Some might have assumed that the chairman of the House Transportation Committee was courting controversy when he said last week that he planned to introduce legislation to have the country’s air traffic control (ATC) system run by a not-for-profit corporation.

But it says a great deal about how flawed and dated that system is that even in the current hotly partisan environment in Washington, Anthony Foxx, President Obama’s secretary of transportation, did not immediately reject the plan.

In a statement, Foxx said that while the FAA has made “important progress” toward delivering improved ATC technology, “the system is not perfect, and there is room for improvement.”

He even acknowledged that the proposal put forth by the committee chairman, Pennsylvania Republican Bill Shuster, “speaks to some of the weaknesses of the status quo.”

“As I have long said, this country deserves a serious conversation about the future of our transportation system, and we are willing to have that conversation,” Foxx said.

His reaction speaks to an understanding both within the administration and outside of it that something must be done, and soon, to modernize and improve the nation’s ATC system, which is currently among the most outdated air traffic control technologies used by any advanced country.

The idea of privatizing it is not new, but it could face both constitutional and logistical challenges, while also raising questions about air safety.

Support for Shuster’s proposal came swiftly from the major airlines as well as from the U.S. Travel Association.

Airlines for America, the trade group representing U.S. carriers, said it “supports adopting a commercialized, not-for-profit ATC model, similar to those utilized by other countries, as the best way to achieve the efficiencies customers deserve and the accountability stakeholders need, while continuing to set the gold standard for safety around the world.”

Erik Hansen, senior director of domestic policy for U.S. Travel, called the proposal “the first step in the right direction in improving the current system.”

U.S. Travel, he said, “is certainly in agreement with the principle, and the structure [Shuster] outlined is one we’d be supportive of, but we need to see the details.”

The main argument that Shuster and proponents of privatization make is that the federal government has proven itself incapable of keeping up with the technology necessary to make ATC as efficient and capable as the aviation industry needs it to be.

Although a Gen-3 satellite-based GPS has been under development for many years, the U.S. remains locked into an outdated radar-based system that has become a perennial political football on Capitol Hill during budget negotiations.

In remarks made to the Washington Aero Club, Shuster said that despite having the busiest aviation industry in the world, an industry that in a few years will be responsible for transporting 1 billion passengers annually, “our air traffic control system is based on the previous century’s technology.”

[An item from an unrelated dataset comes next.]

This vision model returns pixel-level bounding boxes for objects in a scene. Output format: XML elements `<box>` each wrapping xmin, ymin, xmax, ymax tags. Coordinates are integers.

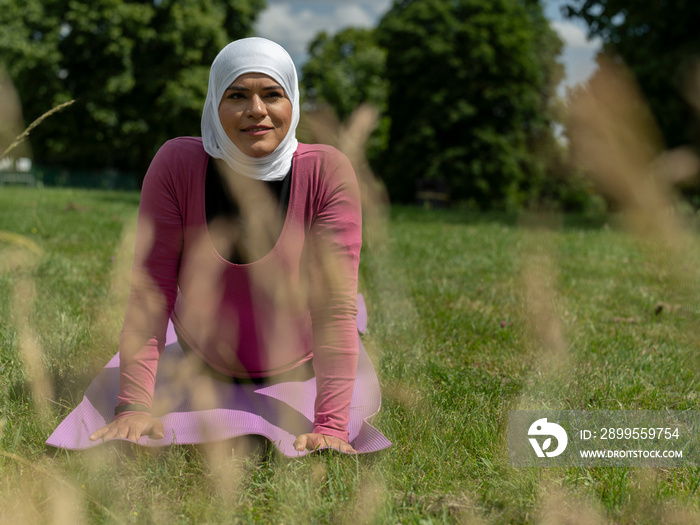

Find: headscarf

He added that federal efforts to modernize the system have been “costly but ineffective” and that “American innovation in the industry continues to be stifled by bureaucracy, and aviation funding remains subject to political uncertainty and budget battles.

“It’s questionable whether our ATC system is capable of just sustaining current demands; delays already cost passengers and the economy $30 billion a year,” Shuster said. “But there’s no question whether this system can handle the growth that’s coming. It can’t.”

His proposal, to be fully outlined when  the legislation is introduced to the House, would establish a federally chartered, fully independent, not-for-profit corporation “to operate and modernize the ATC system, free from the volatile funding uncertainty, political meddling and bureaucratic inertia that have plagued FAA and our ATC system in years past.”

Shuster also proposed paying for the system with a user-fee structure, “insulated from the federal budget process and  threats of related sequesters, furloughs, agency closures and shutdowns.”

His remarks alluded to the 2013 delays and congestion at U.S. airports caused by the government’s budget sequestration and the subsequent furloughs of 1,500 air traffic controllers.

Like Foxx, the Democrats on the House Transportation Committee did not dismiss the idea entirely, even as they voiced skepticism. 

“We must exercise extreme caution moving forward with any major changes to our air traffic control system, and any plan to change from the current system must undergo extensive scrutiny,” said Rep. Peter DeFazio (D-Ore.), the ranking Democrat on the committee. “While I have yet to see legislative text of the chairman’s proposal, I have a number of serious concerns about the constitutionality, the national security implications and the logistical challenges of separating the system. Chairman Shuster and I still share many of the same objectives, but I have concerns over the construct of his reform, and we are continuing discussions.”